Ceana terperangah melihat hunian yang kedepannya akan ia tempati bersama Abi--sang suami. Rumahnya tidak besar, tetapi cukup besar jika hanya ditempati berdua. Halamannya cukup luas dengan banyaknya tanaman hijau sehingga terasa sejuk saat baru menapakkan kaki.
Abi memimpin di depan sembari membawa barang mereka. Ceana di suruh membawa yang ringan ringan saja. Cat rumah itu didominasi warna putih sehingga terlihat estetik di mata anak muda seperti Ceana.
"Kita hanya akan tinggal berdua, tapi setiap pagi akan ada orang yang datang untuk membereskan rumah. Kadang juga memasak jika saya minta. Karena biasanya saya pulang malam dan tidak ada waktu untuk membereskan sendiri.

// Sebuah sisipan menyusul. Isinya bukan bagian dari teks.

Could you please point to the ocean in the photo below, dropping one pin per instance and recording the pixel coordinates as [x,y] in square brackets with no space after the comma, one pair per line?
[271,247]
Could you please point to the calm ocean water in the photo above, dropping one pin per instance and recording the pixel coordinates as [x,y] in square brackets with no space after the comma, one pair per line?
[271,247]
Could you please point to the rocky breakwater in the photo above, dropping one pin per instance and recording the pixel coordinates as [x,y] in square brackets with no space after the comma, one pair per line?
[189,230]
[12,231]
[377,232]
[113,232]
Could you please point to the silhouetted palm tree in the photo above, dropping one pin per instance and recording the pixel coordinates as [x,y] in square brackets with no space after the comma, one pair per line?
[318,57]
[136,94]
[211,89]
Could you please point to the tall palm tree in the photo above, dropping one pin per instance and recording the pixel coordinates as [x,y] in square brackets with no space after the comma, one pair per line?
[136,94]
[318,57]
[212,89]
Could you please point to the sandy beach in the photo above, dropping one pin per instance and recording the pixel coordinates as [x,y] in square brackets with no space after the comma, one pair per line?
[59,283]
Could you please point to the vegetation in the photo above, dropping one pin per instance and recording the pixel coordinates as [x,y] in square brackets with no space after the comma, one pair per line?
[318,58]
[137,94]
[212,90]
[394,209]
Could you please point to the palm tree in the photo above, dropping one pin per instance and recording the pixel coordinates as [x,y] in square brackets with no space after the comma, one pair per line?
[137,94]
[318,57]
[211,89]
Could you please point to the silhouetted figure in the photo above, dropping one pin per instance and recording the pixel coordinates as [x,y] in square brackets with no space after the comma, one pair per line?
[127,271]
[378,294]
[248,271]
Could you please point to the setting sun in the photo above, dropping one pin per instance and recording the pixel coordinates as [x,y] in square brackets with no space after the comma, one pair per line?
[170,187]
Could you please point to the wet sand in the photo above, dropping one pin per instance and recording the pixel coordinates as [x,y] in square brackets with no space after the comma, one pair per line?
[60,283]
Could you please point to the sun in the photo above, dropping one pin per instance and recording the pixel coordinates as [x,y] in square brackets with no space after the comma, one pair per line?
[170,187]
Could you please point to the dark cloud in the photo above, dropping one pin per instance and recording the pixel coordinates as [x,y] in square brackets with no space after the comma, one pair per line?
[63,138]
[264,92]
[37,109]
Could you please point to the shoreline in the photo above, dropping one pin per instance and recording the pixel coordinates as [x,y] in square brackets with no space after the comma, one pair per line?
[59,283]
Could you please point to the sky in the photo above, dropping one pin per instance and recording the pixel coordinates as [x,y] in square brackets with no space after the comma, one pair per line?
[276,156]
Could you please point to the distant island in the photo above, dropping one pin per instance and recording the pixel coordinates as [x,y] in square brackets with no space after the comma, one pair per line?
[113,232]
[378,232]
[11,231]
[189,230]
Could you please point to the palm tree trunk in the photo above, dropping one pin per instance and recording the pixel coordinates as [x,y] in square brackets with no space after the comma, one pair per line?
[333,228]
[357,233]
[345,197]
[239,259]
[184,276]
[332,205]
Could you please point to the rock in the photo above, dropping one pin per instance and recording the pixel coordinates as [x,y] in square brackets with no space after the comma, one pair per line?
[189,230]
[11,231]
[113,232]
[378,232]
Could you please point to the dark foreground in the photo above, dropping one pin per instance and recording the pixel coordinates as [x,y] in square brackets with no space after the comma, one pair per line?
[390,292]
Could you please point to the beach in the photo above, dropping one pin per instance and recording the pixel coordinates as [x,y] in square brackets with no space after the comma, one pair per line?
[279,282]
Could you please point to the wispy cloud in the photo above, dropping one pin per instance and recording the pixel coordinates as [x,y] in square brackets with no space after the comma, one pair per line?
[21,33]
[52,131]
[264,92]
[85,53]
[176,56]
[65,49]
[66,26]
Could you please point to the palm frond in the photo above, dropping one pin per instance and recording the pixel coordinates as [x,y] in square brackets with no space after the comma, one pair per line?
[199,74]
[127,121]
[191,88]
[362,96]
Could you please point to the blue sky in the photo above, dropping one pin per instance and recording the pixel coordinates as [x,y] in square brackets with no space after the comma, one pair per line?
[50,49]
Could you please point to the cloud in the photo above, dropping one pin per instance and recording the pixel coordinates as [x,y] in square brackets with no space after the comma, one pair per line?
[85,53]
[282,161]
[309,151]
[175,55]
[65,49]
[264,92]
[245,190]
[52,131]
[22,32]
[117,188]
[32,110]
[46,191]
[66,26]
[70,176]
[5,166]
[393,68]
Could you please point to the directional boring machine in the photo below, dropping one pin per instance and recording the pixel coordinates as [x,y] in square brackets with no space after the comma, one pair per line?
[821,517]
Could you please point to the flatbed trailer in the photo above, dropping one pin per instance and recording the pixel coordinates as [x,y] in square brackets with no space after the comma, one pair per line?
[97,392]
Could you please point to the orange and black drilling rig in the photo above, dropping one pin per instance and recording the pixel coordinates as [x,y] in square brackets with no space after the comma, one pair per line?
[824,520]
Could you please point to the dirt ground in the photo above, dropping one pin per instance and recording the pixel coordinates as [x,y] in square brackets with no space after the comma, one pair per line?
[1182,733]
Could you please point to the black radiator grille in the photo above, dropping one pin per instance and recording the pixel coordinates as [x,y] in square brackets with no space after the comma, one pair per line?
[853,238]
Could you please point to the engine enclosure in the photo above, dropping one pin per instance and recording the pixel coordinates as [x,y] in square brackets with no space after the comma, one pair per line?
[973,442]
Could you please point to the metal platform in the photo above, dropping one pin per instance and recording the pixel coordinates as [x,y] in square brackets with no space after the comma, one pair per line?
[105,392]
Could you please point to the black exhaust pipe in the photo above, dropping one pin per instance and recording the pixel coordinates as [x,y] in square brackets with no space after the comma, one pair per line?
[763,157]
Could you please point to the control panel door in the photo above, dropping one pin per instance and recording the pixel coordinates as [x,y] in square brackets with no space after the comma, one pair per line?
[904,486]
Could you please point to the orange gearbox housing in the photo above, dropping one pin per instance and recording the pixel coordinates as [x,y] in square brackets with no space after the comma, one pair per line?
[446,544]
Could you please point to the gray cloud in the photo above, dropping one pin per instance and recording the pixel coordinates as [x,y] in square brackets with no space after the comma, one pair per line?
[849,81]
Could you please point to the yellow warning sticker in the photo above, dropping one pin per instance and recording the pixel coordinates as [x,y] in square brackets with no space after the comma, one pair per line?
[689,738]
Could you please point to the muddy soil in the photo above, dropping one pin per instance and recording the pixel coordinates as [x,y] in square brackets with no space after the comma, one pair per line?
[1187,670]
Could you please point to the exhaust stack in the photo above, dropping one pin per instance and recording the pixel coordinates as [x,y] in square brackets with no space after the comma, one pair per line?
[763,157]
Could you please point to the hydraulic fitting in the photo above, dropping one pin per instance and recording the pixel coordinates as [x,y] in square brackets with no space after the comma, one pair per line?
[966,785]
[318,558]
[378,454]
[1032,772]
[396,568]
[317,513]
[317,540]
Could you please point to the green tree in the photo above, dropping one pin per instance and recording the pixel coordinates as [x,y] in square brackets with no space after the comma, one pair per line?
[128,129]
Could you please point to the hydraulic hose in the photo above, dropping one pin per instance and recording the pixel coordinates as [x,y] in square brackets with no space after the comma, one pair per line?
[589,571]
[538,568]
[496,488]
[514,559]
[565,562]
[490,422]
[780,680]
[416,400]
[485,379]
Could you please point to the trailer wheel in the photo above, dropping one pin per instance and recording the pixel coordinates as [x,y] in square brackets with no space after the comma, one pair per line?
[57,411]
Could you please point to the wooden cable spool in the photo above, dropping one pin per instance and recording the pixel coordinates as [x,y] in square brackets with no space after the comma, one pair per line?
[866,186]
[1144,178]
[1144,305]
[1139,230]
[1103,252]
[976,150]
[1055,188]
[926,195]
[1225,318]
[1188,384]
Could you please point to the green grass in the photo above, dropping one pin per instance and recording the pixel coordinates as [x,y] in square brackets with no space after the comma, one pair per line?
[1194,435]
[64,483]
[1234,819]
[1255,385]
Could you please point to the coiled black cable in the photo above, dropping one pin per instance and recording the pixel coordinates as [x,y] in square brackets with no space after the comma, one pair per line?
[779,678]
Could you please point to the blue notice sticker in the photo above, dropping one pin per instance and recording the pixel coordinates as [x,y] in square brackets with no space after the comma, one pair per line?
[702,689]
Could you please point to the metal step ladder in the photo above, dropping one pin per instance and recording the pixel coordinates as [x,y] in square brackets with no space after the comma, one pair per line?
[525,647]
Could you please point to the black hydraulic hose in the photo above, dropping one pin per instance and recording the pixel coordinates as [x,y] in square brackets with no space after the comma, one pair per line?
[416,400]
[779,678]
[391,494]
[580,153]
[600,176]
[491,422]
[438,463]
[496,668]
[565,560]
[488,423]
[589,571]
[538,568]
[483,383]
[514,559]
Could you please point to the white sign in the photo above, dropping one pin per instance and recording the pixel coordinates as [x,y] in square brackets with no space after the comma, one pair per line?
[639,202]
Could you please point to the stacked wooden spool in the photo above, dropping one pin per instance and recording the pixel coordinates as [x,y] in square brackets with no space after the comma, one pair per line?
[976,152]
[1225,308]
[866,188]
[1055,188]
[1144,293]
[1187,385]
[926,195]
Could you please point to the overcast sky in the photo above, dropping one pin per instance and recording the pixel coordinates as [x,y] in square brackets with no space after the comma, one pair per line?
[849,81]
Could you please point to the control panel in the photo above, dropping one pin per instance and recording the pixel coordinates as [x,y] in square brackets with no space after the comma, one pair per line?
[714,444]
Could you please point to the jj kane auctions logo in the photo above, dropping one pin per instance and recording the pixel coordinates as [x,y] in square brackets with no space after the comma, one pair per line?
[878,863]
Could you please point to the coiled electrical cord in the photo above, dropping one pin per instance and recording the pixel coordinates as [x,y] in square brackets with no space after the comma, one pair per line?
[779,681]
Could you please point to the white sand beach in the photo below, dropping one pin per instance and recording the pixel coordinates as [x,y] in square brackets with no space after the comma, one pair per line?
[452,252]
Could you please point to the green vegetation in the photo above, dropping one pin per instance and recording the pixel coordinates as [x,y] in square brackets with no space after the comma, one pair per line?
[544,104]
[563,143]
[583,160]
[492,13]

Jadi kamu tidak perlu khawatir soal membersihkan dan membereskan rumah ini." Abi menjelaskan bagian-bagian rumahnya kepada Ceana agar gadis itu tahu dan tidak bingung nantinya. Meskipun memerlukan waktu untuk hafal.
"Ada beberapa kamar di rumah ini. Tapi seperti yang kamu tahu kita sudah menikah," ucap Abi, melihat ekspresi Ceana yang ingin protes Abi langsung menjelaskan. "Jangan protes dulu. Kita belum mengenal lama. Kamu belum tau keluarga saya seperti apa. Untuk jaga-jaga apakah kamu bisa untuk kita tinggal di kamar yang sama? Terlebih pernikahan kita belum kuat karena baru sah di mata agama. Nanti jika sudah kuat secara hukum. Kamu boleh pindah kamar. Tapi kembali lagi, keputusan ada di tangan kamu. Jika kamu tidak mau ya tidak apa, tapi nanti kalau ada keluarga yang datang tiba-tiba saya tidak dapat membantu banyak."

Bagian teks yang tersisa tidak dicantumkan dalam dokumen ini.